8. Kenangan

1 0 0
                                    

8 Juli 2022

Halo, Jack!
Tidak terasa, sudah delapan hari aku menjalani pekerjaan yang belum pernah kulakukan sebelumnya. Aku hanya melihat Bapak dengan benang, jarum kait, sol, dan sepatu-sepatu itu tanpa tahu apa yang beliau kerjakan bertahun-tahun silam. Yang aku tahu, Bapak pekerja keras dan disiplin sekali.

Jack, aku sempat menelepon Bapak kemarin. Kukatakan ada titipan amplop dari Koh Ahin, entah berapa isinya. Aku tidak berani membukanya. Selain itu, aku juga memberitahukan beliau jika sepatu kulitku yang hilang itu ada di Poncol. Kuungkapkan betapa kesal aku melihatnya, tapi semuanya sirna saat Koh Ahin memberikan sepatu baru dari tokonya.

Sebal! Bapak hanya bisa tertawa, Jack, mendengar semua ceritaku. Kenapa, sih,  dia harus seenteng itu? Aku masih kesal dengan hilangnya sepatu yang teramat aku sayangi, eh, ini malahan dbilang harus dikhlaskan. Aneh! Namun, kecewaku sedikit terobati. Beliau menyuruhku untuk menyimpan amplop itu dan boleh menggunakannya jika memang terdesak sekali. Hmmm ...

Jack,  sikap beliau sepertinya turun ke Raya, si kutu buku anak SMA kelas dua yang sering jadi contoh kehidupan dalam cerita novel ala keluarga besarku.

Raya bukan tipe anak yang senang bermain atau nongkrong setelah pulang sekolah. Dia lebih suka berdiam diri di kamar sambil belajar atau bereksperimen dengan benda-benda bekas. Jika kedua aktivitas itu selesai, dia tak segan membantu pekerjaan Ibu atau Bapak. Meskipun begitu, teman-temannya banyak. Sempurna sekali dia bukan?

Kok  bisa, ya, Jack?
Entah dengan cara apa dia menjaring teman seusianya bisa akrab atau rela menyambangi rumah asal bisa belajar dan ngobrol dengan Raya. Temannya dari berbagai tingkatan kasta kayaknya. Raya emang berbeda denganku yang lebih suka tantangan di luar rumah.

Hari ini, aku memutuskan untuk berkelliling lagi, Jack. Rencananya ke Kayumanis, tetapi sebelum itu singgah dulu ke Pasar Sunan Giri, mengambil peralatan sol yang kutitipkan di tukang bakso. Lumayan jauh perjalanan tadi. Namun, aku beruntung, Mas Kandar, tukang ojek penghuni kosan nomor 17, menawarkan tumpangan ke Rawangun. Dia ada orderan mengambil  paket di sana.

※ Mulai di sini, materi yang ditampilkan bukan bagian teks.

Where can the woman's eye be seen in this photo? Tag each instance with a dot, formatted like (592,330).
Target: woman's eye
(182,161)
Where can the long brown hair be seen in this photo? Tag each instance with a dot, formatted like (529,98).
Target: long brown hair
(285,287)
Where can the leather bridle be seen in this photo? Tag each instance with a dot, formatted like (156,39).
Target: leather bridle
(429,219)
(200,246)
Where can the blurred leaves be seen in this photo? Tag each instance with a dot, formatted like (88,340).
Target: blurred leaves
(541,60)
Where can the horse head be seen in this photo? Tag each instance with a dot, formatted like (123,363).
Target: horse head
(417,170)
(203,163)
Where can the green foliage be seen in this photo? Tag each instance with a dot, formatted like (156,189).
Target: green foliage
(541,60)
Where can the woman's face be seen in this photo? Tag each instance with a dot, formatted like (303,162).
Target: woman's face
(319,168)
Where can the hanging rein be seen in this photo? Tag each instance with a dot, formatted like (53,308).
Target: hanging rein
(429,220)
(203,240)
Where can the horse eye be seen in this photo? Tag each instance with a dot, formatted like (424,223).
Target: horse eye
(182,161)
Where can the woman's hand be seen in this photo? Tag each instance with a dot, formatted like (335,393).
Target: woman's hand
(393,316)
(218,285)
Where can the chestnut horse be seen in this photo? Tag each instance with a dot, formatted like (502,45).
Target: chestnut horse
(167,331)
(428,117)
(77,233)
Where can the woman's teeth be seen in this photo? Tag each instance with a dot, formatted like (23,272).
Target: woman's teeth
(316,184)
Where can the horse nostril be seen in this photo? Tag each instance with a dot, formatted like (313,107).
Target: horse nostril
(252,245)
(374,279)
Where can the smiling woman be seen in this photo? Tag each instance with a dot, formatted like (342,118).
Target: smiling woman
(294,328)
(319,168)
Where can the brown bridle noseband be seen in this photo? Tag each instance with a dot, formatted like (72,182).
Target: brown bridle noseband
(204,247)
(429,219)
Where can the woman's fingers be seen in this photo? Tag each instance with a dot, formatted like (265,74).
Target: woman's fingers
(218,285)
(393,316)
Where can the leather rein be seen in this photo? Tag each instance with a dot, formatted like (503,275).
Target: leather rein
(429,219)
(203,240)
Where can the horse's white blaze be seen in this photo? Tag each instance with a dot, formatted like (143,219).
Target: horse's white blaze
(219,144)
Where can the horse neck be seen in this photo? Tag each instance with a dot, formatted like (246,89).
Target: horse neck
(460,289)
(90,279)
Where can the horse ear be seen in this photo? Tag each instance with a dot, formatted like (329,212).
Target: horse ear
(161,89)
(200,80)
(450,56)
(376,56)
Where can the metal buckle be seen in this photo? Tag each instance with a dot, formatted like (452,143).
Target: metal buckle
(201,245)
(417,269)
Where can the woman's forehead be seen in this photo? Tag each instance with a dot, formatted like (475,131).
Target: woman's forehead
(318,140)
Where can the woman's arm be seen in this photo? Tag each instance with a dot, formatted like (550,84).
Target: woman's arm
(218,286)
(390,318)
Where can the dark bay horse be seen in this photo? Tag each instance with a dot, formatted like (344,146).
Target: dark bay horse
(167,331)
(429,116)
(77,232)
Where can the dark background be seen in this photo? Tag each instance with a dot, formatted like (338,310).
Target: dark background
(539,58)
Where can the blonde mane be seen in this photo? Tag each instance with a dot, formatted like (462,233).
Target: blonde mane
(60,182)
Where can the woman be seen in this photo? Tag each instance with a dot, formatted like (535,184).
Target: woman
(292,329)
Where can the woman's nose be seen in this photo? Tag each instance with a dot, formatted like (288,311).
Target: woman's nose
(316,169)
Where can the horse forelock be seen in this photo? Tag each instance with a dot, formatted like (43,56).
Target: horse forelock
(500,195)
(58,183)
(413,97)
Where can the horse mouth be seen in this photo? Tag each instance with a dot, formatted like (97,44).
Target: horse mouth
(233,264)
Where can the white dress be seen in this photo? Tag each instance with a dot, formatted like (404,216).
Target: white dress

Jack, sepanjang perjalanan tadi aku masih mengingat kebersamaanku dengan Anneke. Gila, ya, Jack. Aku si tukang sol berani menyimpan harapan kepada dokter cantik. Apa aku terlalu bermimpi tinggi? Bagaikan pungguk merindukan bulan, kata orang. Mengharapkan sesuatu yang tak mungkin digapai. Mungkin, aku terlalu gegabah juga. Bisa jadi, Anneke sudah punya pacar atau tunangan. Mana tahu 'kan? Lagi pula, aku juga sudah punya Mala. Perempuan satu-satunya yang mengisi hari-hariku dua tahun belakang ini.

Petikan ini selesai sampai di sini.